Charley, I love you man, but his Dad is off his rocker. I'm a SeAL junkie and know a few. Does ANYONE really believe we haven't been on the ground in Yemen for 10 years? I won't even get into anything else out of respect for his son


----------



## Caroline-LMC (Mar 1, 2017)

Omg


----------



## BadGas (Mar 4, 2017)

Agree 100%.. When we join the armed forces, we all come to terms with the prospect of dying. It sucks. His son made these choices. No one put a shotgun to his head and forced him to serve. And this is by no means a "Pat Tillman" scenario, otherwise I'd say we should all be outraged.. 

No only did he serve, but decided to join an elite fighting unit and become a Seal. Obviously, this was a person of sound mind.



heckler7 said:


> father needs to check himself, his son chose to be a seal and has killed people and knew it was possible to be killed himself. he chose this path


----------



## BadGas (Mar 4, 2017)

You don't know this. 



charley said:


> .a poorly planned mission...


----------



## SheriV (Mar 4, 2017)

10 year old intel isn't a poorly planed mission? really?



but hey- 2 minutes of applause, that's gotta be some kinda record

good for ratings


----------



## charley (Mar 4, 2017)

BadGas said:


> You don't know this.



...hey bro, I'm only telling you what 'FOX NEWS' reported.... since then , they are saying that they found some good intel, it seemed kinda weird because it was a week after they said the intel was 10 years old, & could be found on the internet... lies = truth  truth = lies... welcome to trumpville...


----------



## BadGas (Mar 5, 2017)

I definitely support Trump, but admit, my head is spinning with all the shit getting tossed around. It's getting harder to separate from truth from bullshit, no matter the news network..

Frankly, I can't stand any of them. Other than Hannity, very occassionally, I dont watch Fox news either..or CNN MSNBC. Fox wasn't exactly the Trump friendly channel one would think they would have been during the campaign.

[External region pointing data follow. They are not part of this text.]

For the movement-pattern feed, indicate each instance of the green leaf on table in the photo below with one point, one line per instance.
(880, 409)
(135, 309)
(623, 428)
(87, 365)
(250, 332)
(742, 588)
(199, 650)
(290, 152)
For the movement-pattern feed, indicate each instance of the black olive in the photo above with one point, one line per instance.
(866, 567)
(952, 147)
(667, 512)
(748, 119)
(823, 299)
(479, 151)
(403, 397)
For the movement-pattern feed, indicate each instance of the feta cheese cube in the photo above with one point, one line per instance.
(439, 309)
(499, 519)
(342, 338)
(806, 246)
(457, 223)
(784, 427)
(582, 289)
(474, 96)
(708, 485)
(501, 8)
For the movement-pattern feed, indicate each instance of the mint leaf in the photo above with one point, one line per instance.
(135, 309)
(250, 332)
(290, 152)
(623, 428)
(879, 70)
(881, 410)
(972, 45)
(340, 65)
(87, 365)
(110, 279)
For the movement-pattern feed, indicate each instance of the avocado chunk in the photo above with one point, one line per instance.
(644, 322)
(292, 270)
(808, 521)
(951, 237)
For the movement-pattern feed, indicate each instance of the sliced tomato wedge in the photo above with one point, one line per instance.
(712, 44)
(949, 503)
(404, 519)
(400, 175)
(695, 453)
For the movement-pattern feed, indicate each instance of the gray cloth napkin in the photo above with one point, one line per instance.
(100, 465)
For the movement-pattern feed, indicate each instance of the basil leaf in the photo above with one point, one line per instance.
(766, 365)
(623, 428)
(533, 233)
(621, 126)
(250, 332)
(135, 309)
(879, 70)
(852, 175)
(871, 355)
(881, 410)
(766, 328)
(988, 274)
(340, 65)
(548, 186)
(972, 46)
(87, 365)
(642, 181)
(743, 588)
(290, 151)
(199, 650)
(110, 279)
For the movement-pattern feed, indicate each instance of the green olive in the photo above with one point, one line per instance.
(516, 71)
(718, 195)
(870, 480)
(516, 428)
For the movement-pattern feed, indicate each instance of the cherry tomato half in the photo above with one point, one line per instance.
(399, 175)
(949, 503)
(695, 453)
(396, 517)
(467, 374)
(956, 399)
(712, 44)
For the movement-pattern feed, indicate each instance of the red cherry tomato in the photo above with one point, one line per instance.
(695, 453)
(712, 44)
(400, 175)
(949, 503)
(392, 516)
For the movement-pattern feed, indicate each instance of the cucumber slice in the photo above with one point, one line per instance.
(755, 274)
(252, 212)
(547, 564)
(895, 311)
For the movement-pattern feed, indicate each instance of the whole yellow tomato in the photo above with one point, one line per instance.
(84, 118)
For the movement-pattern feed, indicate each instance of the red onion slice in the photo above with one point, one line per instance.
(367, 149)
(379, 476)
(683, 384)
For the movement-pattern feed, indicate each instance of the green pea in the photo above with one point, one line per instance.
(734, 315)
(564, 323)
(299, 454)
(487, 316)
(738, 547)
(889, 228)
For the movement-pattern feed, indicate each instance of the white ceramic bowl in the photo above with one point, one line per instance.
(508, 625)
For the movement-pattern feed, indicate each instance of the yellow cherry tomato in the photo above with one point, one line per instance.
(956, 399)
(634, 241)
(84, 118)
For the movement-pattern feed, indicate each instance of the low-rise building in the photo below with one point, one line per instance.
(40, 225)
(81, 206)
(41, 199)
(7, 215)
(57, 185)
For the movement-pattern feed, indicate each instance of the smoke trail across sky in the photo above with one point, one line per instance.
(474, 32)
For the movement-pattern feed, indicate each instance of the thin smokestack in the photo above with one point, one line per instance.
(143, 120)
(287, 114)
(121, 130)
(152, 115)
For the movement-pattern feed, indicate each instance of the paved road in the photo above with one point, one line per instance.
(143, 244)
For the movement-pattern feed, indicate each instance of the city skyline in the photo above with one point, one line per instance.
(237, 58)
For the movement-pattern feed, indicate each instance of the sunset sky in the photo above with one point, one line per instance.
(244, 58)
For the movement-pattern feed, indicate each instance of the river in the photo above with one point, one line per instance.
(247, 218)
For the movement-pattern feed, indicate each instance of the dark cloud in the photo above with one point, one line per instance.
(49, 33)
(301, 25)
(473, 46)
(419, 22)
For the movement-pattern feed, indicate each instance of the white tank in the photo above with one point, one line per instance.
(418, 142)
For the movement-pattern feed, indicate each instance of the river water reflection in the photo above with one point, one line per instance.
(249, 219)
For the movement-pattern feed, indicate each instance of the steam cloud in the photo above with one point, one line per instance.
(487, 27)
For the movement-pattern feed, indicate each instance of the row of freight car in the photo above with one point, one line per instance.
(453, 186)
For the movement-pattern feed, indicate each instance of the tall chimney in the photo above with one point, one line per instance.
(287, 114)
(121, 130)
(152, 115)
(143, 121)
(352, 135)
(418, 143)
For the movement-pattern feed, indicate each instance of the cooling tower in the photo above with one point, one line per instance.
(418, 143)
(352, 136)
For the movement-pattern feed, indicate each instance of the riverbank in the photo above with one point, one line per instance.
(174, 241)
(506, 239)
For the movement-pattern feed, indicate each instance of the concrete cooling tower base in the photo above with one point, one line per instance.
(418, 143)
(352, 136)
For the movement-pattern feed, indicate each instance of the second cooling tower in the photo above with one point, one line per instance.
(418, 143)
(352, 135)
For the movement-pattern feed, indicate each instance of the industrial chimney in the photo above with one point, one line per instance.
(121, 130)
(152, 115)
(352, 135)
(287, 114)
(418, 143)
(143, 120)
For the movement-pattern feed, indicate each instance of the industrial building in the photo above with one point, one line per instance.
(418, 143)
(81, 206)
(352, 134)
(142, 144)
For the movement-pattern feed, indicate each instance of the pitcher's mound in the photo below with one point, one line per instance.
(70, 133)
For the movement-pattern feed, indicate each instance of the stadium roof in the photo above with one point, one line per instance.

I won't reward them with my viewership either.. 

Regardless of the news story tho.. I (USMC Veteran) still wouldn't want my pops (who's also a Vietnam War Veteran)...standing up for my death by calling out a sitting president. This is just my own personal opinion. 

Again, in the case where the Bush Administration lied from the start about the Tillman death, then yeah, make all the fucking noise you can... And more



charley said:


> ...hey bro, I'm only telling you what 'FOX NEWS' reported.... since then , they are saying that they found some good intel, it seemed kinda weird because it was a week after they said the intel was 10 years old, & could be found on the internet... lies = truth  truth = lies... welcome to trumpville...


----------



## charley (Mar 5, 2017)

.. Thanks BadGas...  I do respect your opinion, & thanks for your service ..       ..


----------



## BadGas (Mar 6, 2017)

Hey man..thank you my brother. 



charley said:


> .. Thanks BadGas...  I do respect your opinion, & thanks for your service ..       ..


----------